Ты же зоркий, мастер, смотри, наблюдай. По вещам, предметам в комнате дочери ты должен, как Шерлок Холмс, определить, догадаться, что с ней происходит.

Бегала когда-то здесь Маша, маленькое симпатичное существо с бантиком. Рисовала елочки и домики цветными карандашами. Какие же демоны вселились в нее? Отчего она так любит надеть на себя материнскую блузку и юбку и тихо, притаившись, сидеть где-нибудь в уголке. Ни движения, ни вздоха. За закрытой дверью будто пустая комната. Я несколько раз, обманутый этой тишиной, открывал дверь. И тут же Маша вставала, и два черных бурава сверлили меня.

Я сажусь на диван среди груды нарезанных тряпочек и еще раз медленно оглядываю комнату. На детском столике все те же куклы и аккуратно расставленный кукольный сервиз. Вдруг нижняя полированная дверца книжного шкафа привлекает мое внимание. Я встаю, чтобы ее захлопнуть, но, подойдя, внезапно для себя раскрываю ее до конца. Весь низ заставлен бутылками. Разными: зубровка, старка, но в основном портвейн. И в этот момент в комнату открывается дверь, и входит Маша.

Я за жизнь привык держать себя в руках. К чему вздохи, ахи, заламывания рук? Эмоции ничего не меняют в жизни. Я молча, не выражая удивления ни от увиденного, ни от внезапного появления дочери, закрываю дверцу шкафа и говорю:

– Здравствуй, дочь.

– Здравствуй, папа.

– Где ты была?

– Ездила в Кусково. Мне приснились ночью рисунки на петровских изразцах, и я ездила проверить, правильно ли я их помню.

– Ну и как?

– Изразцы оказались совершенно иными. Сон был фантастическим.
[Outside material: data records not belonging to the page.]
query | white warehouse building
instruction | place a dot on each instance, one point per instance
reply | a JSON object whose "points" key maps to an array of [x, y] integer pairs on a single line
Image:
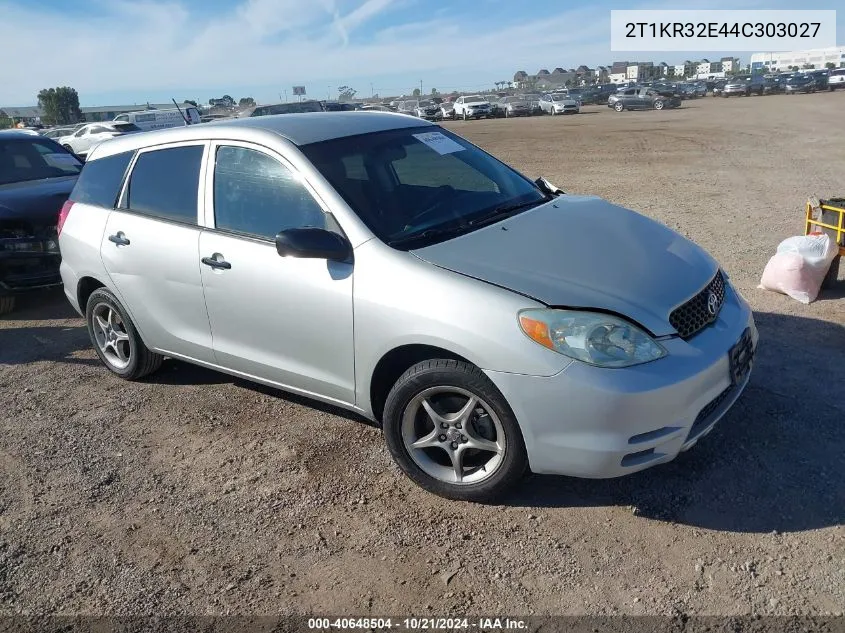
{"points": [[817, 58]]}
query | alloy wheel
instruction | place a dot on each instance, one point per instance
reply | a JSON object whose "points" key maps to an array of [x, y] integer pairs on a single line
{"points": [[453, 435], [111, 336]]}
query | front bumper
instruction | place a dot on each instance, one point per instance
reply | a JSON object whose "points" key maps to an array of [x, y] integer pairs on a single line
{"points": [[25, 271], [598, 423]]}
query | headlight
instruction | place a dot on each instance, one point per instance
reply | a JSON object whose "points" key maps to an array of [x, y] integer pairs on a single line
{"points": [[591, 337]]}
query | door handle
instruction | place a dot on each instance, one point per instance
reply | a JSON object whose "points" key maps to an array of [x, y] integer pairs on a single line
{"points": [[119, 238], [221, 263]]}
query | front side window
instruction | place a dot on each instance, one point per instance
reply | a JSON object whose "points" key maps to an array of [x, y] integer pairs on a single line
{"points": [[411, 186], [256, 195], [164, 183]]}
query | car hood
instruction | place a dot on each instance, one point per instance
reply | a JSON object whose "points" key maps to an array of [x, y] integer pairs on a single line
{"points": [[584, 252], [35, 201]]}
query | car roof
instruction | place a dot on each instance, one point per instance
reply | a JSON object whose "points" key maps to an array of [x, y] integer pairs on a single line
{"points": [[300, 129]]}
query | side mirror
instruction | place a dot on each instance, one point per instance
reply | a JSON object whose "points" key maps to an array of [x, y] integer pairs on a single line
{"points": [[313, 243]]}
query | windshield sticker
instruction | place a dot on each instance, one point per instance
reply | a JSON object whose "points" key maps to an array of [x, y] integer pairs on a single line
{"points": [[60, 160], [440, 143]]}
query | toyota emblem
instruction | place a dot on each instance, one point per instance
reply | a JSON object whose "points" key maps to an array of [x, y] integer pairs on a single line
{"points": [[713, 304]]}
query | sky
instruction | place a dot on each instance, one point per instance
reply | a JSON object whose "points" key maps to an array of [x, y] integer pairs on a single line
{"points": [[116, 52]]}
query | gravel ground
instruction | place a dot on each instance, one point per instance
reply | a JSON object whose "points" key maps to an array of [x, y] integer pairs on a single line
{"points": [[195, 493]]}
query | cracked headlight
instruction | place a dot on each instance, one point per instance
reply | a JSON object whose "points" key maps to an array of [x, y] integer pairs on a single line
{"points": [[591, 337]]}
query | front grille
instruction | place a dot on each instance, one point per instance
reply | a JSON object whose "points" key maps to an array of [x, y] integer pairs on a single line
{"points": [[697, 313]]}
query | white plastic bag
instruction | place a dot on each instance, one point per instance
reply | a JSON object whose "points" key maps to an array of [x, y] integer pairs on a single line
{"points": [[799, 266]]}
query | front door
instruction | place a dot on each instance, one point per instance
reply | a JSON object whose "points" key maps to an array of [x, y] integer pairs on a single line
{"points": [[151, 251], [281, 319]]}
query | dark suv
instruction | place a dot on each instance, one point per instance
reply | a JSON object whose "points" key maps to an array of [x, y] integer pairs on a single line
{"points": [[744, 85], [36, 177]]}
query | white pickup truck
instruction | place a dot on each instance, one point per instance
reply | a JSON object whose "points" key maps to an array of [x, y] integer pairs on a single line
{"points": [[472, 107]]}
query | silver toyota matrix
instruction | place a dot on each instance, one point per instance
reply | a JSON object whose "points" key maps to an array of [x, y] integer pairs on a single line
{"points": [[491, 324]]}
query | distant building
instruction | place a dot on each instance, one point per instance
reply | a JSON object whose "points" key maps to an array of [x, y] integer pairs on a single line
{"points": [[816, 58], [33, 114]]}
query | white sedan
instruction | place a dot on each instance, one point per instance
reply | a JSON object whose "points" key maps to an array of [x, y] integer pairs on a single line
{"points": [[88, 136]]}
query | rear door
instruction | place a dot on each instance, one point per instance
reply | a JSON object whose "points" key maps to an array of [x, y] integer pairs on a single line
{"points": [[151, 250], [282, 319]]}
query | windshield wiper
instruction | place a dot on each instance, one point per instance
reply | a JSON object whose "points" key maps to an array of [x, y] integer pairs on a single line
{"points": [[505, 211], [428, 234]]}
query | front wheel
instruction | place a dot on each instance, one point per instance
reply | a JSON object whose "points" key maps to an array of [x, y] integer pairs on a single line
{"points": [[453, 433], [115, 338]]}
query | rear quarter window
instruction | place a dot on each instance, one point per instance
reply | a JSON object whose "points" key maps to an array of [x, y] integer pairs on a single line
{"points": [[165, 183], [100, 181]]}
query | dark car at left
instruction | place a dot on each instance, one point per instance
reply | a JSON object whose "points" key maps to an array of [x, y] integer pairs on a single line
{"points": [[36, 178]]}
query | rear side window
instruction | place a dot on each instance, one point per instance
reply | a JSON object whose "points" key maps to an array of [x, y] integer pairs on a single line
{"points": [[256, 195], [164, 183], [100, 181]]}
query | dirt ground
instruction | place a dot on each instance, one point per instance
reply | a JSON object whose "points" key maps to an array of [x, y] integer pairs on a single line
{"points": [[195, 493]]}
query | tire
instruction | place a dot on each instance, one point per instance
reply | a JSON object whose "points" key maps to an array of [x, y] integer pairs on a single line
{"points": [[7, 304], [454, 382], [140, 360]]}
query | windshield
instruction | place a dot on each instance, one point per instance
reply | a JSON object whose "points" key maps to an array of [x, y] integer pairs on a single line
{"points": [[408, 184], [23, 160]]}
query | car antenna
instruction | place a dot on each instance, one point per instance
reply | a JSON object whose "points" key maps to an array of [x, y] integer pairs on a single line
{"points": [[180, 111]]}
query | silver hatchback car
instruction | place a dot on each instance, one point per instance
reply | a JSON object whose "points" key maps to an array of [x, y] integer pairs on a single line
{"points": [[489, 323]]}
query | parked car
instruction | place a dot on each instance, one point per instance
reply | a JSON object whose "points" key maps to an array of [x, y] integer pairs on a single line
{"points": [[800, 83], [57, 132], [557, 103], [533, 101], [36, 177], [772, 86], [514, 106], [161, 119], [472, 389], [836, 79], [294, 107], [641, 99], [89, 136], [495, 105], [743, 85], [428, 110], [472, 107]]}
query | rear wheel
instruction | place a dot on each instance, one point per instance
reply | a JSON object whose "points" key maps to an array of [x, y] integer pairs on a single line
{"points": [[7, 304], [452, 432], [115, 338]]}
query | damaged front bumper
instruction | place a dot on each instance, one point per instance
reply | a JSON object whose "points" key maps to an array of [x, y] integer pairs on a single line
{"points": [[29, 260]]}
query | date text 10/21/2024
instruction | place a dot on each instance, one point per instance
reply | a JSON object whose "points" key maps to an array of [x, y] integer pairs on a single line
{"points": [[418, 624]]}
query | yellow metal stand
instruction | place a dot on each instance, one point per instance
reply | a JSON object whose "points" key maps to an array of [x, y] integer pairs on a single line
{"points": [[835, 228]]}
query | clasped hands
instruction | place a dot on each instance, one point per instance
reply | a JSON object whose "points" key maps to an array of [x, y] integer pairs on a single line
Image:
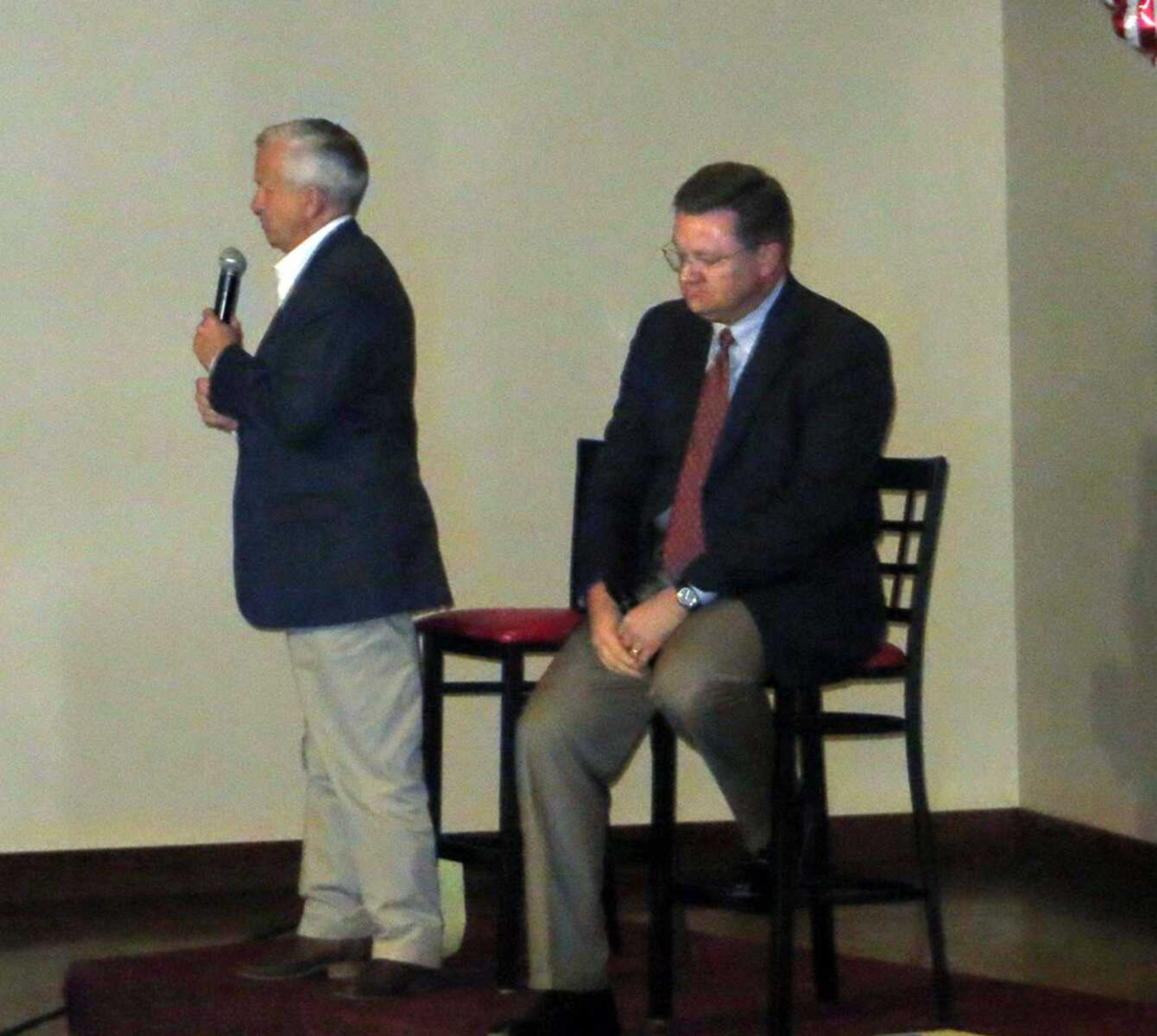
{"points": [[213, 338], [626, 643]]}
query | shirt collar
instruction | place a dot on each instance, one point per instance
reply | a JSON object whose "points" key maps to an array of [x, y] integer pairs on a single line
{"points": [[747, 329], [294, 262]]}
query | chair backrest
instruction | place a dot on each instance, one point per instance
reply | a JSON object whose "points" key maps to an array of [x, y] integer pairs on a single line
{"points": [[586, 455], [912, 494]]}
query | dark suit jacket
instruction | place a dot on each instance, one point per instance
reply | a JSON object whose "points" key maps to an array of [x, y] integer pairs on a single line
{"points": [[791, 516], [331, 521]]}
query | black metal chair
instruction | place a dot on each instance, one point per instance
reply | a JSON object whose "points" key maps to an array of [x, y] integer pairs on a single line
{"points": [[801, 862], [506, 636]]}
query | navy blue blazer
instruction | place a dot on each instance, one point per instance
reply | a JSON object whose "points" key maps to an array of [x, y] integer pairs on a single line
{"points": [[331, 521], [791, 517]]}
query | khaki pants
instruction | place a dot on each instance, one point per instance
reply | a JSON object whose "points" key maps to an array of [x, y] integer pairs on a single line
{"points": [[368, 864], [580, 730]]}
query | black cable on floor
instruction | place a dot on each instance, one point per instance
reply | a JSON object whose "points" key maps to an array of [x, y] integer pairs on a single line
{"points": [[33, 1022]]}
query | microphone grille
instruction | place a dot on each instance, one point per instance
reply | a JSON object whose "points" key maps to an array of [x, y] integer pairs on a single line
{"points": [[232, 261]]}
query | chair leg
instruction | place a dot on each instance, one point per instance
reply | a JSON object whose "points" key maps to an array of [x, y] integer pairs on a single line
{"points": [[511, 884], [611, 902], [661, 885], [930, 871], [816, 847], [785, 822]]}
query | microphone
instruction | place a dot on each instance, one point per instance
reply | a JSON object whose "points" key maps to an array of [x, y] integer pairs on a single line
{"points": [[233, 265]]}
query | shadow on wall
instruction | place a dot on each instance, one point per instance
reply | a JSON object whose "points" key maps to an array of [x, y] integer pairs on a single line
{"points": [[1125, 702]]}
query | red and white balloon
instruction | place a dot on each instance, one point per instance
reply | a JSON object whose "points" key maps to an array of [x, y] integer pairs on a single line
{"points": [[1137, 21]]}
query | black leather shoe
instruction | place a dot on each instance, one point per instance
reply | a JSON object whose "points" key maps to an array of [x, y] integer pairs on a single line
{"points": [[559, 1013], [301, 957], [755, 881], [381, 979]]}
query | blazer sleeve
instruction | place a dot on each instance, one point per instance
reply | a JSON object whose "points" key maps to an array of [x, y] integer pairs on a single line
{"points": [[615, 506], [299, 382]]}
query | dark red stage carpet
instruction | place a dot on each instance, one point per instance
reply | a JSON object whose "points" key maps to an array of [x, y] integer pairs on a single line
{"points": [[195, 994]]}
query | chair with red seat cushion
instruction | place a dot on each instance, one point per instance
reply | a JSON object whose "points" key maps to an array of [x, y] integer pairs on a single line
{"points": [[506, 636], [912, 492]]}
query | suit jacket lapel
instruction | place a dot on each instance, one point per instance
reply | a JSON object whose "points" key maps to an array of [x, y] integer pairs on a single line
{"points": [[772, 352]]}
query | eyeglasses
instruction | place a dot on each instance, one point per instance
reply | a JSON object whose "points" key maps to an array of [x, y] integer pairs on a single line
{"points": [[677, 259]]}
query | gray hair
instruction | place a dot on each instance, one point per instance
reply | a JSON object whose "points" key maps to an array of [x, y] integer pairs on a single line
{"points": [[322, 155]]}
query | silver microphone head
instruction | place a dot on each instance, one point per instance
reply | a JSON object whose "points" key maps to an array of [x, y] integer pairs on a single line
{"points": [[232, 261]]}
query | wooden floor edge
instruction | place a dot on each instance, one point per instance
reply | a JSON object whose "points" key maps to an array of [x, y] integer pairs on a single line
{"points": [[998, 840]]}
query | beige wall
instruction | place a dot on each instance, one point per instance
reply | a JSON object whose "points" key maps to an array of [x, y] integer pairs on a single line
{"points": [[1085, 375], [525, 157]]}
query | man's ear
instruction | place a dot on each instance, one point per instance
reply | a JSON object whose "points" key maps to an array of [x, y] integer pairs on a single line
{"points": [[771, 258]]}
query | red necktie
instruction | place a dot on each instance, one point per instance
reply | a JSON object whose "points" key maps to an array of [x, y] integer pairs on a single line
{"points": [[685, 532]]}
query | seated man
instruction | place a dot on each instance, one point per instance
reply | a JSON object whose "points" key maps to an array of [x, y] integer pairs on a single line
{"points": [[732, 525]]}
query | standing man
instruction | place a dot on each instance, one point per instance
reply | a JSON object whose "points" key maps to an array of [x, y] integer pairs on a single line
{"points": [[335, 543], [733, 524]]}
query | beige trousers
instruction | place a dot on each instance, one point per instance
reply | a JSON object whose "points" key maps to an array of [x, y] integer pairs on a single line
{"points": [[368, 864], [580, 730]]}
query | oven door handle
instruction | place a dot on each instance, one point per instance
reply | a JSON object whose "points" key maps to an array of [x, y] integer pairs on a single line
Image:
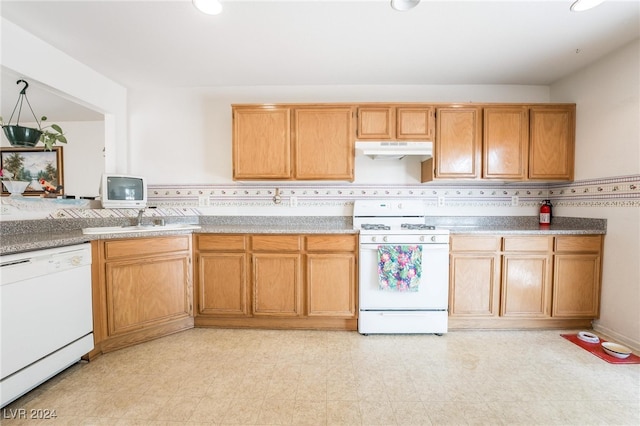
{"points": [[408, 314], [425, 247]]}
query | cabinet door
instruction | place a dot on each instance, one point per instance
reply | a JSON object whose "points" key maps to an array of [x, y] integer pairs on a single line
{"points": [[526, 281], [262, 143], [474, 271], [552, 139], [576, 286], [324, 143], [146, 292], [576, 280], [457, 146], [276, 284], [415, 123], [331, 284], [475, 284], [376, 123], [505, 143], [222, 284]]}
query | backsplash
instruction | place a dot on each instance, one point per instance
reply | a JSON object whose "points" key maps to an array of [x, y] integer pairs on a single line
{"points": [[313, 199]]}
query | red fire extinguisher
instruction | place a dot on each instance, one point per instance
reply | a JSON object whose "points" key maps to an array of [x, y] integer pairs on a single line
{"points": [[545, 212]]}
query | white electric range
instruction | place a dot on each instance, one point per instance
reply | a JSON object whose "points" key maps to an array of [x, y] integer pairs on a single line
{"points": [[404, 268]]}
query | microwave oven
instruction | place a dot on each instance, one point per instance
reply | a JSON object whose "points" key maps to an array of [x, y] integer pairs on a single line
{"points": [[121, 191]]}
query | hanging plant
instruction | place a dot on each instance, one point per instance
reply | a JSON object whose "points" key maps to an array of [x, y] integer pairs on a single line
{"points": [[28, 136]]}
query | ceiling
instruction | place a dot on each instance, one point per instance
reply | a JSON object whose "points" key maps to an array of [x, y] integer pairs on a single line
{"points": [[169, 44]]}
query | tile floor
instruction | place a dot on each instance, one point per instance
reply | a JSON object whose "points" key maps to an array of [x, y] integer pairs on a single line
{"points": [[265, 377]]}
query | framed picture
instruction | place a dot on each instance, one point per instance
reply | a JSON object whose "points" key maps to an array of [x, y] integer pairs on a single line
{"points": [[42, 169]]}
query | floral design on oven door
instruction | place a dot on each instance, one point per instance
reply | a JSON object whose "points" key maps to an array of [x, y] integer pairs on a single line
{"points": [[399, 267]]}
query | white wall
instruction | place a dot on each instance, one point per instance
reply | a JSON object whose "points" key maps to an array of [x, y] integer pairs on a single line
{"points": [[83, 157], [25, 55], [608, 144], [183, 136]]}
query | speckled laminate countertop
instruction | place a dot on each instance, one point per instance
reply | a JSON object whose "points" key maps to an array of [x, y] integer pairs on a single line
{"points": [[24, 236]]}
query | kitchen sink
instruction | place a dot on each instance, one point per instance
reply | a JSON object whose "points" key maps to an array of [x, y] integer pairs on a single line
{"points": [[139, 228]]}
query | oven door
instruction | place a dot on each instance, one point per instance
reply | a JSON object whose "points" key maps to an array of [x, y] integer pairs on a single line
{"points": [[433, 287]]}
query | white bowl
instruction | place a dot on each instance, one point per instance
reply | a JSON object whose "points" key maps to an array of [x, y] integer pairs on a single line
{"points": [[585, 336], [616, 350], [15, 187]]}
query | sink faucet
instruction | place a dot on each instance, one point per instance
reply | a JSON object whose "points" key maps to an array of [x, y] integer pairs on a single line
{"points": [[140, 213]]}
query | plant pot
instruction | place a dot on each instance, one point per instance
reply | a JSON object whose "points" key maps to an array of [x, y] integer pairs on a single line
{"points": [[15, 187], [22, 136]]}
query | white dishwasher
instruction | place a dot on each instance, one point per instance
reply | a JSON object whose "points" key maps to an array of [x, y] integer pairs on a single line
{"points": [[46, 316]]}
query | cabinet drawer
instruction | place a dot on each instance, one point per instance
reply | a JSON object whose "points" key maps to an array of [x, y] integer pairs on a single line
{"points": [[275, 243], [589, 243], [474, 243], [331, 243], [137, 247], [221, 242], [527, 243]]}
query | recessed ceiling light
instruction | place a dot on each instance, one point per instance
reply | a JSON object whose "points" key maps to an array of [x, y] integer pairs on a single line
{"points": [[581, 5], [403, 5], [210, 7]]}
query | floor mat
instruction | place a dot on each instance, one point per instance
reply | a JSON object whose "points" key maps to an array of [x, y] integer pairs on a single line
{"points": [[597, 350]]}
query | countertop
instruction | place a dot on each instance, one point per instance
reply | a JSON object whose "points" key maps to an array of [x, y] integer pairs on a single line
{"points": [[24, 236]]}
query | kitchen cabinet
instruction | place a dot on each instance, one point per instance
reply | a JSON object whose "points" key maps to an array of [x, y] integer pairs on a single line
{"points": [[408, 122], [292, 281], [142, 290], [293, 142], [324, 143], [474, 270], [262, 143], [538, 281], [276, 275], [458, 143], [552, 142], [331, 275], [526, 276], [576, 283], [505, 143], [221, 275]]}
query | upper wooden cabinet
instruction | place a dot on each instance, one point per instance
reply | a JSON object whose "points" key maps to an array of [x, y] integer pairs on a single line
{"points": [[396, 123], [324, 143], [505, 143], [458, 142], [262, 143], [508, 142], [293, 142], [552, 140]]}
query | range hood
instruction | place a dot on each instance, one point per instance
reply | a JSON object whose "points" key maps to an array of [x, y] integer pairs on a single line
{"points": [[394, 149]]}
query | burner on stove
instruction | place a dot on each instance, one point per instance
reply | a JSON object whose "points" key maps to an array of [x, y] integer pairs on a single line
{"points": [[375, 227], [416, 226]]}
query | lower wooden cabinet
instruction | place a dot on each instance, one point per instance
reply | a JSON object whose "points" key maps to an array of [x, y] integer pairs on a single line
{"points": [[276, 281], [526, 276], [474, 276], [142, 289], [576, 283], [537, 281]]}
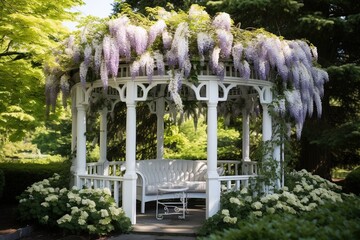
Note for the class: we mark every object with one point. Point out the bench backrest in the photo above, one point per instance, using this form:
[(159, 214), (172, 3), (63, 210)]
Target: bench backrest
[(159, 171)]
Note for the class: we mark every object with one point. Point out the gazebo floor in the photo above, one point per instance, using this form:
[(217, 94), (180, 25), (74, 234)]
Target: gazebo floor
[(171, 224)]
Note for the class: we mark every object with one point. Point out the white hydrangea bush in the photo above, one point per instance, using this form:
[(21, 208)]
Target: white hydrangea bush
[(90, 211), (304, 193)]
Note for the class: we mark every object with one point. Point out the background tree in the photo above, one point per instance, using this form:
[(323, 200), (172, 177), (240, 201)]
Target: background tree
[(141, 5), (333, 27), (28, 30)]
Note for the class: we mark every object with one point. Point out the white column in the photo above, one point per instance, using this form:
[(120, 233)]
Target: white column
[(103, 140), (129, 184), (212, 182), (266, 124), (73, 137), (160, 111), (245, 135), (80, 167)]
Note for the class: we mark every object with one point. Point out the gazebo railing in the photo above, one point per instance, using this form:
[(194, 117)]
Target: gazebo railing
[(235, 183), (114, 183), (230, 167)]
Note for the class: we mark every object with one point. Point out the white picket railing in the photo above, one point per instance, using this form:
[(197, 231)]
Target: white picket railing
[(230, 180), (235, 183), (98, 181)]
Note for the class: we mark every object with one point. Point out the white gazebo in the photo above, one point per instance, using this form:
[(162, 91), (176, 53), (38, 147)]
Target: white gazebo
[(127, 60)]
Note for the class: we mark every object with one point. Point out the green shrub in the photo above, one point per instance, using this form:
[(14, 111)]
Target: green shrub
[(20, 174), (352, 181), (329, 221), (304, 193), (2, 182), (90, 211)]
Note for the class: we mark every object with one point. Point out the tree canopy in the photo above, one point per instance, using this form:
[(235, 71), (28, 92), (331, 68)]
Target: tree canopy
[(28, 31)]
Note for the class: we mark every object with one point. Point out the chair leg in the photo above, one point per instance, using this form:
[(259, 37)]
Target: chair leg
[(142, 206)]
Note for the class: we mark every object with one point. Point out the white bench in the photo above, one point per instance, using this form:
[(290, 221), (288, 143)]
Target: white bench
[(153, 174)]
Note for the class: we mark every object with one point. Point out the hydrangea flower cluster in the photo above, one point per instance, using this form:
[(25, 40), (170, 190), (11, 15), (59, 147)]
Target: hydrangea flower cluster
[(76, 210), (179, 41), (304, 193)]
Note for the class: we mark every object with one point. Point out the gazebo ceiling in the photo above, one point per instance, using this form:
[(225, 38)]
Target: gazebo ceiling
[(177, 47)]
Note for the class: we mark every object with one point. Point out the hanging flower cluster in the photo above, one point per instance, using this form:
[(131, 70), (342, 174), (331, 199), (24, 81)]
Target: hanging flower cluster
[(178, 41)]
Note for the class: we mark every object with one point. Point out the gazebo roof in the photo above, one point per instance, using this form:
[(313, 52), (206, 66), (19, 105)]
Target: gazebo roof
[(179, 46)]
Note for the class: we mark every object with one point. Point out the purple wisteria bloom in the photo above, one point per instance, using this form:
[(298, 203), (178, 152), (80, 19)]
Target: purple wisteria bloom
[(180, 44), (155, 30), (114, 58), (160, 65), (214, 59), (245, 70), (205, 42), (147, 65), (317, 99), (167, 39), (237, 52), (88, 55), (295, 105), (135, 69), (222, 21), (107, 49), (140, 38), (225, 42), (65, 88), (97, 58), (314, 53), (76, 55)]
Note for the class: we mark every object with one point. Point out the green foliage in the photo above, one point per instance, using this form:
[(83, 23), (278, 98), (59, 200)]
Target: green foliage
[(329, 221), (28, 32), (185, 141), (2, 183), (352, 181), (90, 211), (332, 26), (304, 193), (23, 173)]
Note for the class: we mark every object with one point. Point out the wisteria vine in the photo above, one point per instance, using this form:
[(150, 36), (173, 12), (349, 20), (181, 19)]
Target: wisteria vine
[(168, 41)]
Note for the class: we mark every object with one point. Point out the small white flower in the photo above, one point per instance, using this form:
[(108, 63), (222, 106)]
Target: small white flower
[(257, 213), (229, 219), (45, 218), (81, 221), (225, 212)]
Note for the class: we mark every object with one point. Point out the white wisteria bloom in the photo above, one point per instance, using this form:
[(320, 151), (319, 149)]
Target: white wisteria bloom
[(236, 201), (222, 21), (51, 198), (229, 219), (105, 221), (225, 212), (64, 219)]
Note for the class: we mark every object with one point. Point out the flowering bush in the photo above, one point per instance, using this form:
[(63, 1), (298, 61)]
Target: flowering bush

– Нам с тобой надо серьезно поговорить.

– О чем говорить? Ты все знаешь.

– Ты уже два года не работаешь.

– Ты знаешь причины. Мама и твои фотографии. Когда я узнала о существовании фотокомнаты в твоей мастерской, я подумала, зачем заниматься искусством, если можно такими простыми методами, какими пользуешься ты, добиваться в ы д а ю щ и х с я результатов. Зачем?

– О маме мы с тобой много раз говорили.

– Я вспомнила новые аргументы.

– Этим занимался следователь. Не бери на себя роль правосудия.